2. Benchmark solution#

2.1. Calculation method used for the reference solution#

The constants \(A\) and \(B\) are calculated by solving the linear system obtained by writing:

\({\sigma }_{\mathrm{rr}}(a)=-p\) \({\sigma }_{\mathrm{rr}}(b)=0\)

We get:

For \(r=0.1\)	\({u}_{r}=7.3398{10}^{-3}\)	For \(r=0.2\)	\({u}_{r}=4.6816{10}^{-3}\)
	\({\sigma }_{\mathrm{rr}}=-1\)		\({\sigma }_{\mathrm{rr}}=0.\)
	\({\sigma }_{\theta \theta }=1.6685\)		\({\sigma }_{\theta \theta }=0.66738\)
	\({\sigma }_{\mathrm{zz}}=0.20055\)		\({\sigma }_{\mathrm{zz}}=0.20031\)

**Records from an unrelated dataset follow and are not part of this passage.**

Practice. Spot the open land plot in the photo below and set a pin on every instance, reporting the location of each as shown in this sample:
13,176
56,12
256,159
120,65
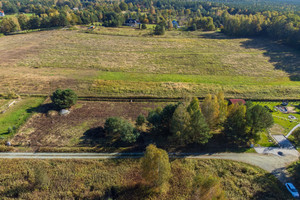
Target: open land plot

Transition to the Cartesian axis system:

\(\begin{array}{ccc}{\sigma }_{\mathrm{xx}}& =& {\sigma }_{\mathrm{rr}}{\mathrm{cos}}^{2}\theta +{\sigma }_{\theta \theta }{\mathrm{sin}}^{2}\theta -2{\sigma }_{r\theta }\mathrm{sin}\theta \mathrm{cos}\theta \\ {\sigma }_{\mathrm{yy}}& =& {\sigma }_{\mathrm{rr}}{\mathrm{sin}}^{2}\theta +{\sigma }_{\theta \theta }{\mathrm{cos}}^{2}\theta +2{\sigma }_{r\theta }\mathrm{sin}\theta \mathrm{cos}\theta \\ {\sigma }_{\mathrm{xy}}& =& {\sigma }_{\mathrm{rr}}\mathrm{sin}\theta \mathrm{cos}\theta -{\sigma }_{\theta \theta }\mathrm{sin}\theta \mathrm{cos}\theta -2{\sigma }_{r\theta }({\mathrm{cos}}^{2}\theta -{\mathrm{sin}}^{2}\theta )\end{array}\)

with:

\(\theta =0°\) at points \(A\) and \(B\)

\(\theta =22.5°\) at points \(C\) and \(D\)

\(\theta =45°\) at points \(E\) and \(F\)

2.2. Benchmark results#

Displacements \((u,v)\) and constraints

to points \(A,B,C,D,E,F\).

2.3. Uncertainty about the solution#

Precision of the calculation of Bessel functions.

2.4. Bibliographical references#

1. BONNET: Methods of regularized integral equations in elastodynamics - Bulletin of DER - Series C - No. 1/2 - (1987).
ERINGEN - SUHUBI - Elastodynamics, Vol.2: Linear Theory Academic Press (1975).